I ended up getting surgery, and I was told there was less than a 5 percent chance that the lung could collapse again. The surgery involves sealing the lung to my rib cage so that it can’t collapse again.
Getting back to exercising was all about just listening to my body. I felt the effects of surgery for a good two years until I felt like myself 100 percent again.
As a runner, you obviously need your lungs, so this was a huge juxtaposition to be in. I didn’t run for a solid four months after surgery, and then gradually came back. It really is all about just listening to your body as much as you can and letting that guide your recovery and journey back into exercise.
I still deal with the recovery of the surgery today, but it’s also taught me to trust in my body and to power through the hard moments.
In terms of running, sometimes it will feel like my lung has a cramp in it—similar to a side cramp, but a lung cramp. It sounds odd, but that’s the way that it feels. They don’t happen regularly, just every now and then. Sometimes I’ll have to stop running or training because of the pain, but that’s very rare. I can sometimes become sensitive to different air qualities and altitudes as well. It’s made me tougher. In a lot of ways, I’m glad I had the experience because it made me grateful for a lot of things and has allowed me to see the world differently.

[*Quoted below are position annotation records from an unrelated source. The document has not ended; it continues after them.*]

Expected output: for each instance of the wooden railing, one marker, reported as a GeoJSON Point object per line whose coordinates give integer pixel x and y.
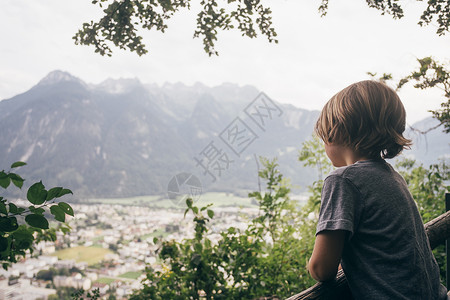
{"type": "Point", "coordinates": [438, 231]}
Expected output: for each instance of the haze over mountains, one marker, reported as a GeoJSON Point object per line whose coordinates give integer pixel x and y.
{"type": "Point", "coordinates": [123, 138]}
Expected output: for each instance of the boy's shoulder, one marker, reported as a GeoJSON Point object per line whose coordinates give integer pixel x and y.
{"type": "Point", "coordinates": [361, 170]}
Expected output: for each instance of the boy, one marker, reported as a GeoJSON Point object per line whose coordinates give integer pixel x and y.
{"type": "Point", "coordinates": [368, 222]}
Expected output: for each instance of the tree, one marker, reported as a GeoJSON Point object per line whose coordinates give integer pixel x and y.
{"type": "Point", "coordinates": [16, 239]}
{"type": "Point", "coordinates": [123, 19]}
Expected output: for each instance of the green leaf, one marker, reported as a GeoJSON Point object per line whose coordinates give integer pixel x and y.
{"type": "Point", "coordinates": [64, 192]}
{"type": "Point", "coordinates": [4, 180]}
{"type": "Point", "coordinates": [12, 208]}
{"type": "Point", "coordinates": [58, 213]}
{"type": "Point", "coordinates": [39, 211]}
{"type": "Point", "coordinates": [18, 164]}
{"type": "Point", "coordinates": [8, 224]}
{"type": "Point", "coordinates": [37, 221]}
{"type": "Point", "coordinates": [16, 180]}
{"type": "Point", "coordinates": [198, 247]}
{"type": "Point", "coordinates": [66, 208]}
{"type": "Point", "coordinates": [4, 243]}
{"type": "Point", "coordinates": [3, 208]}
{"type": "Point", "coordinates": [195, 259]}
{"type": "Point", "coordinates": [53, 193]}
{"type": "Point", "coordinates": [23, 238]}
{"type": "Point", "coordinates": [36, 193]}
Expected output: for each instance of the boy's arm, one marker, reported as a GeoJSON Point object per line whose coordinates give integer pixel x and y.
{"type": "Point", "coordinates": [324, 262]}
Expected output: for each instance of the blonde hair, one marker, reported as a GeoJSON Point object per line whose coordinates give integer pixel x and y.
{"type": "Point", "coordinates": [366, 116]}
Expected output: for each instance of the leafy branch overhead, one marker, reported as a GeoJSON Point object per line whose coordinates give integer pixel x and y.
{"type": "Point", "coordinates": [15, 239]}
{"type": "Point", "coordinates": [123, 19]}
{"type": "Point", "coordinates": [437, 10]}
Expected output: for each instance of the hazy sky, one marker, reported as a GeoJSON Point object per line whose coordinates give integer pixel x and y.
{"type": "Point", "coordinates": [315, 57]}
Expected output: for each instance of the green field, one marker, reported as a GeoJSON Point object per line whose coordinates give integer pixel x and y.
{"type": "Point", "coordinates": [218, 199]}
{"type": "Point", "coordinates": [91, 255]}
{"type": "Point", "coordinates": [131, 275]}
{"type": "Point", "coordinates": [105, 280]}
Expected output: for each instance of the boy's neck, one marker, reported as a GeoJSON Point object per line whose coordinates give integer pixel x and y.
{"type": "Point", "coordinates": [342, 156]}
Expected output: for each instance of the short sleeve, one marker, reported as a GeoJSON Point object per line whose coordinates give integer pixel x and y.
{"type": "Point", "coordinates": [339, 205]}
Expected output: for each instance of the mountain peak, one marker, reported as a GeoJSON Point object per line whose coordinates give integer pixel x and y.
{"type": "Point", "coordinates": [58, 76]}
{"type": "Point", "coordinates": [119, 86]}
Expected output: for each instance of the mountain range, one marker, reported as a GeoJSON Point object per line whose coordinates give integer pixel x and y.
{"type": "Point", "coordinates": [124, 138]}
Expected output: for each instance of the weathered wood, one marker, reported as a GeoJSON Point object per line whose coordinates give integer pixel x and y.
{"type": "Point", "coordinates": [438, 230]}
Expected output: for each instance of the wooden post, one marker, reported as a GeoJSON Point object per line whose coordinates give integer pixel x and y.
{"type": "Point", "coordinates": [447, 246]}
{"type": "Point", "coordinates": [438, 231]}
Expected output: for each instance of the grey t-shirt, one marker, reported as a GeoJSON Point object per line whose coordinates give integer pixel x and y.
{"type": "Point", "coordinates": [386, 254]}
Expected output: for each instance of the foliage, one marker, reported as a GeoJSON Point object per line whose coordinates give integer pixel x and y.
{"type": "Point", "coordinates": [122, 19]}
{"type": "Point", "coordinates": [433, 74]}
{"type": "Point", "coordinates": [15, 239]}
{"type": "Point", "coordinates": [267, 259]}
{"type": "Point", "coordinates": [436, 9]}
{"type": "Point", "coordinates": [428, 187]}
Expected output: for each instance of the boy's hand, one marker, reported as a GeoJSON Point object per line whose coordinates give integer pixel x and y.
{"type": "Point", "coordinates": [324, 262]}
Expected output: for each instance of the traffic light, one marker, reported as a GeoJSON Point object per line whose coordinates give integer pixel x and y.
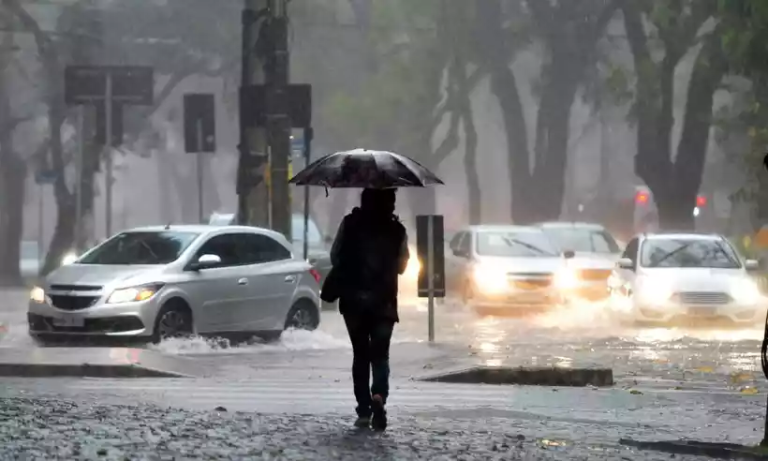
{"type": "Point", "coordinates": [641, 197]}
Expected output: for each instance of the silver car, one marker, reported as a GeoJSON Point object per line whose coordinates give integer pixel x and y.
{"type": "Point", "coordinates": [158, 282]}
{"type": "Point", "coordinates": [506, 267]}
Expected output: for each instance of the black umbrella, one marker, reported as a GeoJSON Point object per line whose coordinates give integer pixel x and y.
{"type": "Point", "coordinates": [365, 169]}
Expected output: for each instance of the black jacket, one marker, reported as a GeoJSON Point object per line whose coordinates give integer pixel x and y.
{"type": "Point", "coordinates": [370, 253]}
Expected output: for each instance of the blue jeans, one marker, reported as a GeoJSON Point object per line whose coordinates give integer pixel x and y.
{"type": "Point", "coordinates": [370, 337]}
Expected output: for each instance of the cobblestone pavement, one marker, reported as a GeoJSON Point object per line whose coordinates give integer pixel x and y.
{"type": "Point", "coordinates": [62, 430]}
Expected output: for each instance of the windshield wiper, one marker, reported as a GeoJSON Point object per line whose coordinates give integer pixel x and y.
{"type": "Point", "coordinates": [671, 253]}
{"type": "Point", "coordinates": [511, 242]}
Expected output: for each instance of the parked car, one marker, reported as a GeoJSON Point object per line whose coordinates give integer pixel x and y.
{"type": "Point", "coordinates": [672, 278]}
{"type": "Point", "coordinates": [506, 267]}
{"type": "Point", "coordinates": [158, 282]}
{"type": "Point", "coordinates": [595, 255]}
{"type": "Point", "coordinates": [319, 246]}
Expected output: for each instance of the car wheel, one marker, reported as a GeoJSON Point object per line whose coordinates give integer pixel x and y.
{"type": "Point", "coordinates": [173, 321]}
{"type": "Point", "coordinates": [302, 316]}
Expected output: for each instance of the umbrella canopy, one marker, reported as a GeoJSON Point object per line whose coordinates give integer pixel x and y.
{"type": "Point", "coordinates": [364, 168]}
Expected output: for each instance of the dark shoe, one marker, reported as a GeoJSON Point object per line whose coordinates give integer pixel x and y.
{"type": "Point", "coordinates": [379, 421]}
{"type": "Point", "coordinates": [363, 422]}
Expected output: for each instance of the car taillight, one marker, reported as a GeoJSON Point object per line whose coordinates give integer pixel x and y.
{"type": "Point", "coordinates": [315, 274]}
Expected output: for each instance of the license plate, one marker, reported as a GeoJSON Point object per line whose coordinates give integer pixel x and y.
{"type": "Point", "coordinates": [702, 311]}
{"type": "Point", "coordinates": [69, 322]}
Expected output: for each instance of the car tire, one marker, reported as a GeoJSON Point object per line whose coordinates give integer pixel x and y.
{"type": "Point", "coordinates": [303, 316]}
{"type": "Point", "coordinates": [173, 321]}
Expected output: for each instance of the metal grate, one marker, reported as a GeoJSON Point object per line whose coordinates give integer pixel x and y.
{"type": "Point", "coordinates": [72, 303]}
{"type": "Point", "coordinates": [703, 297]}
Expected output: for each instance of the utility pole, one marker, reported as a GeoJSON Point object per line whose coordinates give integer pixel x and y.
{"type": "Point", "coordinates": [253, 197]}
{"type": "Point", "coordinates": [278, 118]}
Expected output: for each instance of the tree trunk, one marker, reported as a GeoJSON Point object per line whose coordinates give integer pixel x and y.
{"type": "Point", "coordinates": [64, 230]}
{"type": "Point", "coordinates": [504, 87]}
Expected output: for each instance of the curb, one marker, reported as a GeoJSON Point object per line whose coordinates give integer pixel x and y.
{"type": "Point", "coordinates": [564, 377]}
{"type": "Point", "coordinates": [84, 370]}
{"type": "Point", "coordinates": [691, 447]}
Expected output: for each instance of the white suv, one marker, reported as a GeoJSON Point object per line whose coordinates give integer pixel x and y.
{"type": "Point", "coordinates": [668, 278]}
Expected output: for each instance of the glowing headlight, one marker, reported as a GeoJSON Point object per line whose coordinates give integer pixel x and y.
{"type": "Point", "coordinates": [566, 279]}
{"type": "Point", "coordinates": [745, 291]}
{"type": "Point", "coordinates": [68, 259]}
{"type": "Point", "coordinates": [490, 279]}
{"type": "Point", "coordinates": [134, 294]}
{"type": "Point", "coordinates": [656, 291]}
{"type": "Point", "coordinates": [37, 295]}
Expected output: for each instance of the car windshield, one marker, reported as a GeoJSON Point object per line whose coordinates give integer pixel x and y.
{"type": "Point", "coordinates": [688, 253]}
{"type": "Point", "coordinates": [583, 240]}
{"type": "Point", "coordinates": [514, 244]}
{"type": "Point", "coordinates": [314, 237]}
{"type": "Point", "coordinates": [140, 248]}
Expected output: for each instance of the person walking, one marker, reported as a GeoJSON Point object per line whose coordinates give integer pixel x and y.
{"type": "Point", "coordinates": [370, 252]}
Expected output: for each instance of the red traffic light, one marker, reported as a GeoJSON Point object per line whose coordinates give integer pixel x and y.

The apps that I use now are Strava and Nike Run Club. I’m currently training for a half Ironman. It will be my first, so I’m really excited to see how it goes. Putting the combination of running, swimming, and biking together will be really cool and something that I’ve never experienced before. I’m ready to be uncomfortable.
I try to run for 45 minutes every other day, and I’ll gradually start to run longer and longer the closer I get to race day. Truth be told, I’m sure nobody is ever fully ready for an Ironman, no matter how in-shape they are–it’s really the mental aspect that excites me the most.
Running is really a life-changing lifestyle that can add so much to your life. Even if it’s ten minutes a day, it really has the ability to bring so much positivity, mentally and physically, to your life. It’s worth it to find that routine for yourself and use running as a backboard for that. And we can’t forget how fun it can be. It makes you feel alive, excited for the future, and like your best self.
These three tips have made my running journey successful:
1. Start early
Start your days early and make a plan for the day ahead the night before. Staying with that discipline will change your life.
2. Stay in motion
I think it’s so important even if you don’t know the perfect thing that you want to do in your life to keep experimenting and trying things to see where they might lead. Life opens doors that you’d never know if you would have just kept trying.
3. Enjoy the process
The man who loves walking will walk further than the man who loves the destination. This one is all about the process and enjoying the process of your journey and the moments that lead up to your goals.